Through the Looking Glass
Suchismita Datta, MD, MHPE, FACEP
New Hyde Park, New York
Member of ACEP Medical Humanities Section
Neil Dasgupta, MD, FACEP, FAAEM
New Hyde Park, New York
The air in the trauma room smelled like a summer afternoon barbeque in the backyard. In front of me was an intubated little girl with dark hair and a face that reminded me of my own daughter, except it was burnt to a crisp. Her whole body was 98% burned, to be exact. At least that’s what the trauma surgeon told me when he looked over at me. Both of us knew what that meant.
Outside the room was the mother of this child, sitting in a chair, with a veil of catatonia covering her face. There were no tears in her eyes or cries from her mouth. She just stared at her child, moving only to breathe. She told me that she left her house early that morning to get to work, only to get a phone call a couple of hours later telling her that her house had burned down due to unknown reasons. Both of her elderly parents had died on scene, and her two children aged 10 and 17 had been transported to the hospital in critical condition.
I came home that evening feeling broken. After putting our kids to sleep, I told my husband about the little girl. He is also an emergency physician [EP] at the county hospital nearby, and it turns out that his trauma bay had received her brother after the fire.

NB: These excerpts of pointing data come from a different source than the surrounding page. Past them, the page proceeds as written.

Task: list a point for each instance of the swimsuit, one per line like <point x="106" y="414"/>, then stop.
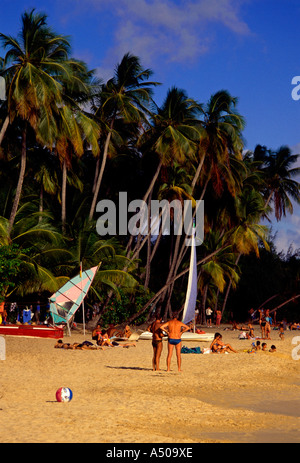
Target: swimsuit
<point x="174" y="342"/>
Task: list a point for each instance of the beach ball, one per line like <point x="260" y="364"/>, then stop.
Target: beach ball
<point x="64" y="394"/>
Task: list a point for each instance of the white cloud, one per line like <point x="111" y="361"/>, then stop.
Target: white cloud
<point x="177" y="31"/>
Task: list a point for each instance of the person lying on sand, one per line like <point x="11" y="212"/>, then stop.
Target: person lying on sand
<point x="86" y="345"/>
<point x="157" y="340"/>
<point x="174" y="328"/>
<point x="61" y="345"/>
<point x="107" y="342"/>
<point x="218" y="346"/>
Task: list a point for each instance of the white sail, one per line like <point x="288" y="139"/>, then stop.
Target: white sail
<point x="191" y="296"/>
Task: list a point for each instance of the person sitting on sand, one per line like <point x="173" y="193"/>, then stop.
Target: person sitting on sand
<point x="97" y="334"/>
<point x="218" y="347"/>
<point x="61" y="345"/>
<point x="157" y="338"/>
<point x="268" y="330"/>
<point x="174" y="328"/>
<point x="250" y="335"/>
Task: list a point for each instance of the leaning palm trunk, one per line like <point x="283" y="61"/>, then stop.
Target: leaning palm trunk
<point x="100" y="176"/>
<point x="156" y="297"/>
<point x="64" y="196"/>
<point x="4" y="128"/>
<point x="20" y="183"/>
<point x="229" y="286"/>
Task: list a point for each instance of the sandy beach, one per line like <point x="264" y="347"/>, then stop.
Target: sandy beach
<point x="117" y="398"/>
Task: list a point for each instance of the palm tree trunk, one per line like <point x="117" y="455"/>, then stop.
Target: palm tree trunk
<point x="20" y="183"/>
<point x="4" y="128"/>
<point x="100" y="176"/>
<point x="64" y="196"/>
<point x="150" y="188"/>
<point x="41" y="205"/>
<point x="156" y="297"/>
<point x="269" y="198"/>
<point x="229" y="286"/>
<point x="196" y="176"/>
<point x="148" y="263"/>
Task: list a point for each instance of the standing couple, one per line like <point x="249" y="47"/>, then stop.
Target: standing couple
<point x="174" y="329"/>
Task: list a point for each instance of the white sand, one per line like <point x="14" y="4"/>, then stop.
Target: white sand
<point x="117" y="398"/>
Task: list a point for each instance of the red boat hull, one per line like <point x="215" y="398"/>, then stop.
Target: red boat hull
<point x="36" y="331"/>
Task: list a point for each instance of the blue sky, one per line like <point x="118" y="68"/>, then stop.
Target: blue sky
<point x="248" y="47"/>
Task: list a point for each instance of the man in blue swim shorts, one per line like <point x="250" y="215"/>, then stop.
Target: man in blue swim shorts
<point x="174" y="328"/>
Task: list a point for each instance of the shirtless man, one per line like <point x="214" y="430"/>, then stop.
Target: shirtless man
<point x="157" y="337"/>
<point x="174" y="329"/>
<point x="218" y="346"/>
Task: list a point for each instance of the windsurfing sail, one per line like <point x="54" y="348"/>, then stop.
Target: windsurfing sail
<point x="191" y="296"/>
<point x="65" y="302"/>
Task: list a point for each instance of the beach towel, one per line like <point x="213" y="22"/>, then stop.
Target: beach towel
<point x="190" y="350"/>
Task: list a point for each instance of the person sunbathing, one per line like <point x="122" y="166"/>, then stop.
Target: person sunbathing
<point x="61" y="345"/>
<point x="107" y="342"/>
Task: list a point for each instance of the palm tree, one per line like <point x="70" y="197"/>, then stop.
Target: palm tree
<point x="125" y="96"/>
<point x="33" y="66"/>
<point x="281" y="188"/>
<point x="173" y="134"/>
<point x="219" y="268"/>
<point x="248" y="233"/>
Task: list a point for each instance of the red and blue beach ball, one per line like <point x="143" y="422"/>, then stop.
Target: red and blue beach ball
<point x="64" y="394"/>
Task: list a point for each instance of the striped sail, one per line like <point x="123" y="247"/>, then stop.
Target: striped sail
<point x="191" y="295"/>
<point x="65" y="302"/>
<point x="2" y="89"/>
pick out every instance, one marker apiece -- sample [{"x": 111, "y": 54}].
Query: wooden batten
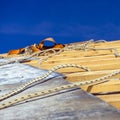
[{"x": 101, "y": 62}]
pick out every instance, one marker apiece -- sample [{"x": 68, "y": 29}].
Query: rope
[{"x": 56, "y": 89}]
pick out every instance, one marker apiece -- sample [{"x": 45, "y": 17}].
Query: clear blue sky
[{"x": 24, "y": 22}]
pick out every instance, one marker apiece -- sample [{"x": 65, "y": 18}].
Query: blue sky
[{"x": 25, "y": 22}]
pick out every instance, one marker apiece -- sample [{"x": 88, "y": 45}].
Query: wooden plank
[
  {"x": 70, "y": 104},
  {"x": 113, "y": 99}
]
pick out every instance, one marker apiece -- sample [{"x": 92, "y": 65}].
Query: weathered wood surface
[
  {"x": 72, "y": 104},
  {"x": 101, "y": 62}
]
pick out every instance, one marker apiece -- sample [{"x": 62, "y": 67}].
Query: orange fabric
[
  {"x": 34, "y": 48},
  {"x": 38, "y": 47},
  {"x": 59, "y": 46}
]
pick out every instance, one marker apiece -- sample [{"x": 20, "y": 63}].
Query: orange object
[{"x": 34, "y": 48}]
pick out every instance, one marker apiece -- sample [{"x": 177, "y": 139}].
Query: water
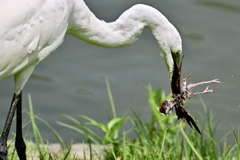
[{"x": 71, "y": 80}]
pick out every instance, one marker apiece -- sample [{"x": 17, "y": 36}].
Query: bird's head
[{"x": 172, "y": 55}]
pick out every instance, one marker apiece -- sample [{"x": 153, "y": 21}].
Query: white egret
[{"x": 32, "y": 29}]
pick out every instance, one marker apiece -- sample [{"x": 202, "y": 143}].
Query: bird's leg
[
  {"x": 19, "y": 143},
  {"x": 7, "y": 126}
]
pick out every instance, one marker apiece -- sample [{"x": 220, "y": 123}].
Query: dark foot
[
  {"x": 3, "y": 150},
  {"x": 21, "y": 148},
  {"x": 19, "y": 143}
]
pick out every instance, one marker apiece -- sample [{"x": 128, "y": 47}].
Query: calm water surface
[{"x": 71, "y": 80}]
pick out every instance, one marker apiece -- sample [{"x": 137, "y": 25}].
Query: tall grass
[{"x": 162, "y": 137}]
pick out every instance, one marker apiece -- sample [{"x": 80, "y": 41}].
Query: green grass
[{"x": 162, "y": 137}]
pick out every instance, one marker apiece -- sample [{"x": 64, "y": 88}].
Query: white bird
[{"x": 32, "y": 29}]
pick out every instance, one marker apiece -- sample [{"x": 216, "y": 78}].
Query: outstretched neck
[{"x": 124, "y": 31}]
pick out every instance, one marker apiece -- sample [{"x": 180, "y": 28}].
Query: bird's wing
[{"x": 29, "y": 31}]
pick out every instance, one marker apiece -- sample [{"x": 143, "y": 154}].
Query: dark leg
[
  {"x": 7, "y": 126},
  {"x": 19, "y": 143}
]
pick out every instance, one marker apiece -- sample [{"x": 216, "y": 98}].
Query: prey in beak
[{"x": 181, "y": 92}]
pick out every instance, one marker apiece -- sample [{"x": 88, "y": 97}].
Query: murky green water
[{"x": 71, "y": 80}]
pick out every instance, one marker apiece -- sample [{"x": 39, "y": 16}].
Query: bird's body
[{"x": 32, "y": 29}]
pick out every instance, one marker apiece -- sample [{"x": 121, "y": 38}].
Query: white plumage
[{"x": 32, "y": 29}]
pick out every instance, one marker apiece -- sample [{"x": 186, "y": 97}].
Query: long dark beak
[{"x": 176, "y": 76}]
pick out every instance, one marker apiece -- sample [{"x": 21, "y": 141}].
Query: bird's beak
[{"x": 173, "y": 63}]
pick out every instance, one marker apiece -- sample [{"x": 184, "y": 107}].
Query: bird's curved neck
[{"x": 124, "y": 31}]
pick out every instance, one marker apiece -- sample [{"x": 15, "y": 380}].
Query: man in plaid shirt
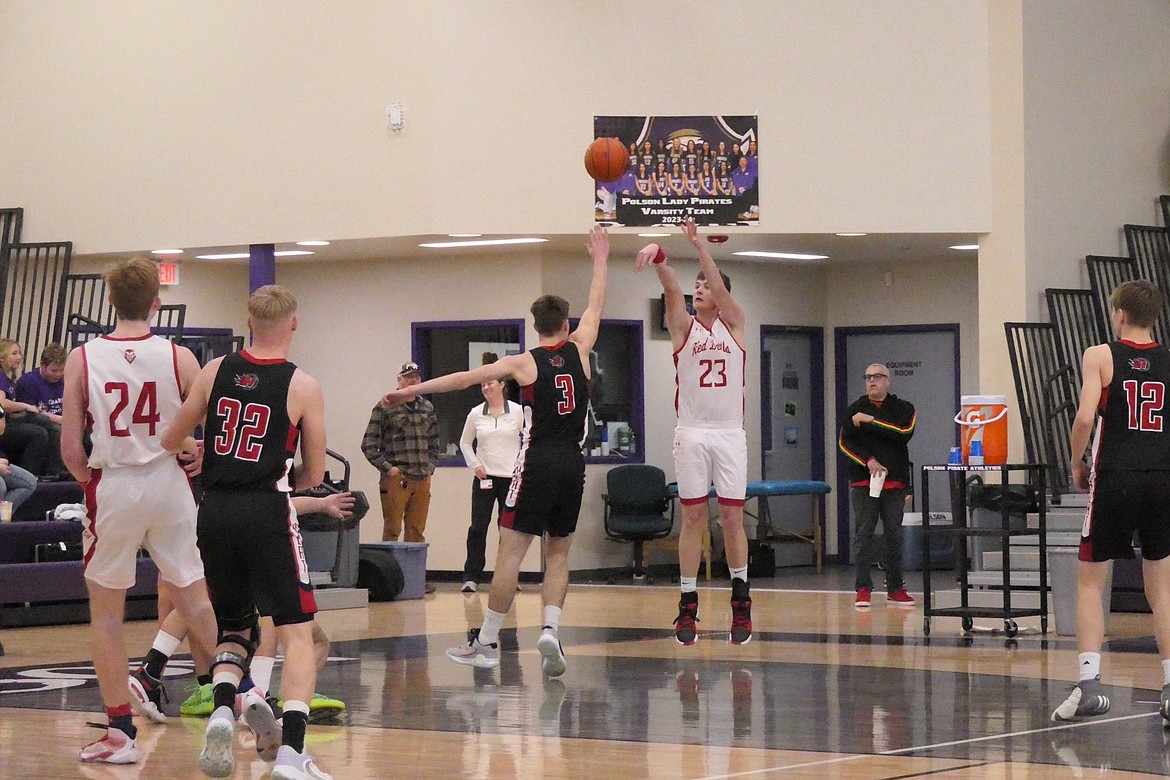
[{"x": 403, "y": 443}]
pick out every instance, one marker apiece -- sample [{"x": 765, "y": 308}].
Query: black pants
[
  {"x": 867, "y": 511},
  {"x": 482, "y": 501},
  {"x": 31, "y": 443}
]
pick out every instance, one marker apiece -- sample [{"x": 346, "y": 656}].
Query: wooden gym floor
[{"x": 823, "y": 691}]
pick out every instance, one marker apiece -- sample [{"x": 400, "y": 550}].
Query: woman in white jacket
[{"x": 495, "y": 428}]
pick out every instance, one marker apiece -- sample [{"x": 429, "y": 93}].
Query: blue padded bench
[{"x": 761, "y": 490}]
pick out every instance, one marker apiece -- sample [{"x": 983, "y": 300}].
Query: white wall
[
  {"x": 1096, "y": 123},
  {"x": 132, "y": 124}
]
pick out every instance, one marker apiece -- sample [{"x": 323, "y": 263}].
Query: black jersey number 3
[
  {"x": 1144, "y": 405},
  {"x": 243, "y": 427},
  {"x": 568, "y": 402}
]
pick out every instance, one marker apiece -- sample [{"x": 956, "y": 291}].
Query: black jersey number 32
[{"x": 243, "y": 427}]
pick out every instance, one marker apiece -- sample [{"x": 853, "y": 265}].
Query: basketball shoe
[
  {"x": 741, "y": 613},
  {"x": 476, "y": 654},
  {"x": 199, "y": 704},
  {"x": 146, "y": 696},
  {"x": 291, "y": 765},
  {"x": 217, "y": 759},
  {"x": 257, "y": 716},
  {"x": 1085, "y": 702},
  {"x": 685, "y": 629},
  {"x": 321, "y": 708},
  {"x": 115, "y": 747},
  {"x": 900, "y": 598},
  {"x": 552, "y": 655}
]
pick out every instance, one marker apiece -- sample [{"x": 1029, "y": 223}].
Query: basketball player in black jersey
[
  {"x": 549, "y": 480},
  {"x": 257, "y": 406},
  {"x": 1126, "y": 384}
]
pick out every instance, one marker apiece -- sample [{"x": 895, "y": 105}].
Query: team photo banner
[{"x": 702, "y": 167}]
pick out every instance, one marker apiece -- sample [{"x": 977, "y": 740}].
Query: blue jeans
[
  {"x": 16, "y": 485},
  {"x": 866, "y": 511}
]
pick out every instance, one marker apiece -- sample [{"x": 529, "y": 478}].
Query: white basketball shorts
[
  {"x": 137, "y": 506},
  {"x": 703, "y": 456}
]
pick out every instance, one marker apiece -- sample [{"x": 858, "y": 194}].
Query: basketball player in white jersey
[
  {"x": 709, "y": 441},
  {"x": 126, "y": 387}
]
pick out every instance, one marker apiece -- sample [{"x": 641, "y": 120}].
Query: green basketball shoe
[{"x": 200, "y": 704}]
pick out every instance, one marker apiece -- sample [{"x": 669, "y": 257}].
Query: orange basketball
[{"x": 606, "y": 159}]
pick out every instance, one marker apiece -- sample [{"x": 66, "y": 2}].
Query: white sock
[
  {"x": 489, "y": 633},
  {"x": 1089, "y": 665},
  {"x": 165, "y": 643},
  {"x": 552, "y": 618},
  {"x": 261, "y": 672}
]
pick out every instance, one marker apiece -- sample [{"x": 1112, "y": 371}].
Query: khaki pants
[{"x": 404, "y": 499}]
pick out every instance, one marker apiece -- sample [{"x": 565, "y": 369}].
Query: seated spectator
[
  {"x": 15, "y": 483},
  {"x": 29, "y": 439},
  {"x": 43, "y": 386}
]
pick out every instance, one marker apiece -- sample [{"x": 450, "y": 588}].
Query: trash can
[{"x": 1062, "y": 568}]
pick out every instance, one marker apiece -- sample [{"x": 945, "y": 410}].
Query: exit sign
[{"x": 167, "y": 274}]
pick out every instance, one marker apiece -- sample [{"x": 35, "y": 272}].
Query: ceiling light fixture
[
  {"x": 779, "y": 255},
  {"x": 488, "y": 242},
  {"x": 243, "y": 255}
]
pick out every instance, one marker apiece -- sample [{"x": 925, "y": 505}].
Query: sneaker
[
  {"x": 200, "y": 703},
  {"x": 115, "y": 747},
  {"x": 900, "y": 598},
  {"x": 741, "y": 613},
  {"x": 217, "y": 759},
  {"x": 552, "y": 655},
  {"x": 476, "y": 654},
  {"x": 1085, "y": 702},
  {"x": 146, "y": 696},
  {"x": 685, "y": 630},
  {"x": 322, "y": 708},
  {"x": 259, "y": 717},
  {"x": 291, "y": 765}
]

My husband told me that the boy had kept asking “did she make it out?” repeatedly, and how now it made sense who “she” was. We sat in silence for a little while, soaking in the story of this poor family who looked just like us. Then we went around the house, making sure everything was ok, protecting our family as much as we could. Eventually, we went to sleep, our hearts heavy with anxiety about how fragile life was, and guilt that we still had everything while the family from our trauma bays had lost everything.
As EPs, we carry a whole spectrum of such stories. It can feel heavy at times, but it is an incredibly humbling privilege to bear witness to someone else’s story, albeit costly to our own well-being. Secondary trauma is described as the emotional stress that one experiences by being exposed to someone else’s firsthand trauma. Figley calls secondary trauma “[t]he natural, consequent behaviors and emotions resulting from knowing about a traumatizing event experienced by a significant other — the stress resulting from helping or wanting to help a traumatized or suffering person (Figley, 1995).”
Zhang et al performed a meta-analysis in 2020 of published articles that used the Maslach Burnout Inventory to assess the prevalence of burnout found that approximately 40% of EPs globally reported high levels of emotional exhaustion and depersonalization. Another study performed a systematic search of articles between 2011 and 2022 using search keys for ‘burnout & stress’ and ‘burnout & post-traumatic stress disorder,’ and their analysis showed that EPs scored significantly higher for all dimensions of burnout when compared to other healthcare professions (Somville et al., 2023).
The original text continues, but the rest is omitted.